2 | Women are better at dream reporting
What do these dreams about school actually involve? At the start of the school year, we asked teachers about their dreams and found that 1 in 5 had had an unpleasant dream… about the start of the new school year.
By contrast, only 1 in 20 had positive dreams about returning to work, with men 7% more likely to be in this group.
Are men less bothered by their jobs in general? We know they’re less likely to report crying at work, but broader research into dreaming shows men are generally worse at recalling and reporting their dreams, and often express greater discomfort when describing them to listeners.
Bad dreams about exam results were less frequent, reported by 6% of women and 7% of men; just 1% of women and 2% of men reported having good dreams about exam results.
3 | ‘Dream lessons’ are a patchwork of pedagogies
Turning to reality, the three most popular features of a ‘dream’ or ‘ideal’ lesson, according to teachers, involve students following instructions the first time, every student meeting their lesson objective and the teacher knowing exactly where the lesson is going, all the way through.

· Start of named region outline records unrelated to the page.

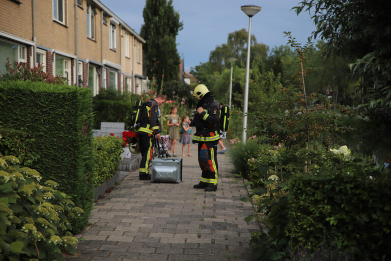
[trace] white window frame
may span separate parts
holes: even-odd
[[[125,32],[125,56],[129,58],[129,34],[127,32]]]
[[[118,72],[117,71],[115,71],[114,70],[109,70],[109,73],[110,72],[114,72],[116,74],[116,76],[115,77],[114,77],[114,79],[116,80],[116,84],[115,84],[115,86],[114,86],[114,89],[118,90]],[[110,85],[111,85],[111,83],[110,82]]]
[[[19,63],[27,62],[27,48],[25,46],[18,45],[18,60]]]
[[[65,24],[65,1],[66,0],[53,0],[52,2],[52,5],[53,5],[53,20],[54,21],[57,21],[61,23],[62,23],[63,24]],[[61,2],[61,4],[60,4]],[[55,9],[54,7],[54,4],[55,4],[55,6],[57,7],[57,8]],[[63,7],[63,12],[62,12],[62,15],[63,15],[63,20],[61,20],[59,18],[59,7],[62,5]]]
[[[127,92],[132,92],[132,79],[130,77],[125,76],[125,86]]]
[[[91,71],[91,70],[92,69]],[[89,82],[90,81],[90,73],[92,72],[92,96],[95,96],[97,94],[98,94],[99,91],[99,75],[98,74],[98,72],[96,71],[96,67],[95,67],[95,65],[93,65],[91,64],[89,64],[88,65],[88,71],[89,71],[89,75],[88,75],[88,79],[89,79],[89,83],[88,83],[88,87],[90,88],[90,84],[91,83]]]
[[[106,71],[106,68],[103,68],[102,70],[102,87],[105,90],[107,89],[107,72]]]
[[[95,39],[95,13],[90,4],[87,5],[87,36],[92,39]]]
[[[83,81],[83,62],[77,61],[77,77],[80,76],[80,79]]]
[[[141,43],[139,42],[137,43],[137,62],[139,63],[140,62],[140,51],[141,50],[140,44],[141,44]]]
[[[110,49],[116,49],[117,46],[117,25],[115,23],[110,22],[109,27]]]
[[[55,65],[56,65],[56,57],[58,55],[54,54],[54,66],[53,66],[53,75],[55,77],[58,74],[55,71]],[[63,62],[63,68],[64,70],[64,75],[60,75],[61,77],[64,77],[68,80],[68,83],[70,85],[71,84],[71,59],[67,57],[59,55],[59,57],[61,57],[64,59]],[[68,65],[68,68],[67,68]]]
[[[38,49],[38,48],[36,50],[36,53],[37,54],[37,56],[42,56],[42,61],[43,62],[41,64],[41,70],[44,72],[46,72],[46,65],[45,64],[46,61],[46,51],[45,50],[41,50],[41,49]],[[37,59],[36,58],[36,61],[37,61]],[[38,63],[36,62],[35,63],[35,66],[38,66]]]
[[[17,61],[15,61],[14,62],[17,62],[18,63],[26,63],[27,62],[27,46],[26,45],[20,44],[18,42],[14,42],[13,41],[8,40],[7,39],[3,39],[3,38],[1,38],[0,40],[2,42],[4,42],[9,44],[12,44],[12,45],[16,46],[16,47],[15,48],[15,49],[17,51]],[[24,59],[23,58],[23,57],[20,57],[21,54],[24,55]],[[5,64],[5,62],[6,62],[5,61],[3,61],[3,62],[4,63],[4,64]],[[30,63],[31,64],[31,62]],[[13,66],[15,65],[13,64],[11,65],[13,67]],[[2,72],[2,73],[3,73],[3,72]]]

Analysed by teaching subject, maths teachers are most likely to want a silent classroom with students completing lots of practice questions, but less likely than nearly all other secondary subjects to insist on knowing exactly where a lesson is going. Are maths teachers more open to improvisation than we realise?
Science teachers are the most likely to want their subject to relate to students’ lives, while language teachers have the highest preference for group work.
Those who find arts lessons to be noisy and chaotic should meanwhile seek out the 10% of arts teachers who say their ideal lesson is one in which the students mostly work in silence.